Location: Environmental Microbial & Food Safety Laboratory

Title: Design of an automated cart and mount for a hyperspectral imaging system to be used in produce fields

item Lefcourt, Alan
item KISTLER, ROSS - University Of Maryland
item GADSDEN, ANDREW - University Of Maryland

Submitted to: Proceedings of SPIE
Publication Type: Proceedings
Publication Acceptance Date: 7/12/2016
Publication Date: 7/12/2016
Citation: Lefcourt, A.M., Kistler, R., Gadsden, A. 2016. Design of an automated cart and mount for a hyperspectral imaging system to be used in produce fields. Proceedings of SPIE. SPIE symposium paper, April 17-21, 2016, Baltimore, MD.

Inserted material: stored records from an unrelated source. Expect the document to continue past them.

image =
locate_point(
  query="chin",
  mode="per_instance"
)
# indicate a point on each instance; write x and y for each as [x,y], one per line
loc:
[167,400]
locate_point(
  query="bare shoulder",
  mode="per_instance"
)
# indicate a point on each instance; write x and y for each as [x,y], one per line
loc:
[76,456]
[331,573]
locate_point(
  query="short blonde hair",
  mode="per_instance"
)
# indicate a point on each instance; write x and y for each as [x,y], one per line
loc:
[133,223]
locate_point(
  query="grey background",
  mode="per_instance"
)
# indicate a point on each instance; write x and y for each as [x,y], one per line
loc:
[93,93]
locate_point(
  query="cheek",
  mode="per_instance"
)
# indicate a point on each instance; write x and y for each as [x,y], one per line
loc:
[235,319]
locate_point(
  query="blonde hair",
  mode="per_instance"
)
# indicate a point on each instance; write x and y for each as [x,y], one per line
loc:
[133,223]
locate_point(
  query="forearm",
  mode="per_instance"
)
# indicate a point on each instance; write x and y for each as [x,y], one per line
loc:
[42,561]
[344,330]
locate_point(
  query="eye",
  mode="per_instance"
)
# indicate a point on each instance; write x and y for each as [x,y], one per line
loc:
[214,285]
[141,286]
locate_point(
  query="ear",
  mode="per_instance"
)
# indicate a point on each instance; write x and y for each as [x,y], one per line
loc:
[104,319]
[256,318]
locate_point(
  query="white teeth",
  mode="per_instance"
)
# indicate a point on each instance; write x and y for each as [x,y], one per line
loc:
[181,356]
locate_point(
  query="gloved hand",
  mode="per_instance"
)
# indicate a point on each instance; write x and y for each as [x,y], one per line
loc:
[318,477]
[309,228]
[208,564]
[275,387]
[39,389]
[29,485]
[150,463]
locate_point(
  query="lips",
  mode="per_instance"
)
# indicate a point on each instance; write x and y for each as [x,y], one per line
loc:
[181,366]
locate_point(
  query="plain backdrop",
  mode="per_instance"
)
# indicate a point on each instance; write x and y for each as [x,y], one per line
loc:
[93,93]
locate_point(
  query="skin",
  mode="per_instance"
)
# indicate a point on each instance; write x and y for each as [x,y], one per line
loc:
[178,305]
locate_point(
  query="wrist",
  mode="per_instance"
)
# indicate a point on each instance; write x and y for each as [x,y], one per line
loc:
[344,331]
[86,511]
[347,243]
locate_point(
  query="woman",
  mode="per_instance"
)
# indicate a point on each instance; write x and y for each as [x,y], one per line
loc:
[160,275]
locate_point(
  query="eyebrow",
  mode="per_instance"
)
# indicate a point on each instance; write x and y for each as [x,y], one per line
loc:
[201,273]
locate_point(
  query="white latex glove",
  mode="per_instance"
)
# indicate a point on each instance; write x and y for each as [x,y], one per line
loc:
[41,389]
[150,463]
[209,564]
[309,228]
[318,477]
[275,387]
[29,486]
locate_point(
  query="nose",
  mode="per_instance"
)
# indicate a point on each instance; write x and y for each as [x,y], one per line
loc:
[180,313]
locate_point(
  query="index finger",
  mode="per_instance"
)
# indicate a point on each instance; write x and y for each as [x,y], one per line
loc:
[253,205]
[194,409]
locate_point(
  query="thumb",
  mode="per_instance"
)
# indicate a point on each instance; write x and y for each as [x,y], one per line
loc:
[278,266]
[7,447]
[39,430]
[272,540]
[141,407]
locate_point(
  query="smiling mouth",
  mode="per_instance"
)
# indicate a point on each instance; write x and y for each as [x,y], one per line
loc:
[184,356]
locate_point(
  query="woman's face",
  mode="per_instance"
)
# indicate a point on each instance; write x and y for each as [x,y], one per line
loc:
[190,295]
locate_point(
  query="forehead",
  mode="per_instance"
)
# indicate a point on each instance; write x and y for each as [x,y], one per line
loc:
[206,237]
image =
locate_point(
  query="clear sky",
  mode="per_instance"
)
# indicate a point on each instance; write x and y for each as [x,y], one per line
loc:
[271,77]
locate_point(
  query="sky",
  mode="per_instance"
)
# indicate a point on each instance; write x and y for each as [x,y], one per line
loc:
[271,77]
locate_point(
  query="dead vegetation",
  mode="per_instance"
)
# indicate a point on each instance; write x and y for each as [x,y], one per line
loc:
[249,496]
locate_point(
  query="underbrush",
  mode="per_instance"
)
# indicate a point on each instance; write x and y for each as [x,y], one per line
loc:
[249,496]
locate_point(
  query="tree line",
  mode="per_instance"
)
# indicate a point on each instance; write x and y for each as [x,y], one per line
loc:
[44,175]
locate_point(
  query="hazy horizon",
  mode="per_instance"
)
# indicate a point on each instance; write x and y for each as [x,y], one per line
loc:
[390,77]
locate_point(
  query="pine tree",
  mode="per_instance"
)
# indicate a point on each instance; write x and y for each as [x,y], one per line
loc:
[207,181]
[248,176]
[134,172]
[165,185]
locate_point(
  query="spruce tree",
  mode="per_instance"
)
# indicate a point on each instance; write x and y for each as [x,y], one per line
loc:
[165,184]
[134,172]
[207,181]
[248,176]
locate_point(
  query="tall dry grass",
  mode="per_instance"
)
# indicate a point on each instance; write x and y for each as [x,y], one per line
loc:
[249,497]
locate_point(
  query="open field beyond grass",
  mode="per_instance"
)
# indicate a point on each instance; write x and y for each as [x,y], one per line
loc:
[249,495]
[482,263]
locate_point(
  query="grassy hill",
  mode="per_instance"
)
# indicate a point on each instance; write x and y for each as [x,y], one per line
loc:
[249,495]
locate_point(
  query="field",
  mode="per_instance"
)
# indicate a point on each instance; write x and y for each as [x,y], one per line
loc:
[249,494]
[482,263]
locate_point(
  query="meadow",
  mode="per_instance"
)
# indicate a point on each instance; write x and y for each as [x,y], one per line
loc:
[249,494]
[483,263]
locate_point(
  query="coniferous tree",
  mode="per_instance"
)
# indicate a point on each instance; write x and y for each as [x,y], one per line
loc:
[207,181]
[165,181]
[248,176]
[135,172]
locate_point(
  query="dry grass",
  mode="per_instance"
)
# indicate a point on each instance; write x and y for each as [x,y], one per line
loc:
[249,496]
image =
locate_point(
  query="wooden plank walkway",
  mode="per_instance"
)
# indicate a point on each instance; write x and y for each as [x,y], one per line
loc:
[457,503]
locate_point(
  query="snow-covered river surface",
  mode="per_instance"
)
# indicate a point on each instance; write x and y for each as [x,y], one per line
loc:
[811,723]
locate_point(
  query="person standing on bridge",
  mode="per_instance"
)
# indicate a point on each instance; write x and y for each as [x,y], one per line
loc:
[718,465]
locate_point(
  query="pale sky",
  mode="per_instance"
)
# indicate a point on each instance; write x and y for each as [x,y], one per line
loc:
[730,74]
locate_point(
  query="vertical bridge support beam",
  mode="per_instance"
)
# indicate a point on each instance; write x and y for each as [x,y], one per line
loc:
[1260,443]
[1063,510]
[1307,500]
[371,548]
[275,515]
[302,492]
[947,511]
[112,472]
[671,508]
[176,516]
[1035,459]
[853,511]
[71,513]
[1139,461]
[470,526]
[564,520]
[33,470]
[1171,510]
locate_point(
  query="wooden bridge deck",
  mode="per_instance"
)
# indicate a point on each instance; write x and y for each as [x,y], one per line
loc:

Interpretive Summary: The presence of fecal materials in produce fields is a recognized food safety concern. The current requirement is that fields be surveyed by eye prior to harvest, and that any problem area be excluded from harvest. The cart and hyperspectral system presented in this study are designed to test the feasibility of using imaging techniques to supplement existing survey protocols. A key goal is to use the described system to determine the most cost-effective method and technique for developing an automated field survey system. This manuscript will be of interest to food safety scientists, agricultural equipment manufactures, food production companies, and farmers.

Technical Abstract: The goal of this project was to construct a cart and a mounting system that would allow a hyperspectral laser-induced fluorescence imaging system (HLIFIS) to be used to detect fecal material in produce fields. Fecal contaminated produce is a recognized food safety risk. Previous research demonstrated the HLIFIS could detect fecal contamination in a laboratory setting. A cart was designed and built, and then tested to demonstrate that the cart was capable of moving at constant speeds or at precise intervals. A mounting system was designed and built to facilitate the critical alignment of the camera’s imaging and the laser’s illumination fields, and to allow the HLIFIS to be used in both field and laboratory settings without changing alignments. A hardened mount for the Powell lens that is used to produce the appropriate illumination profile was also designed, built, and tested.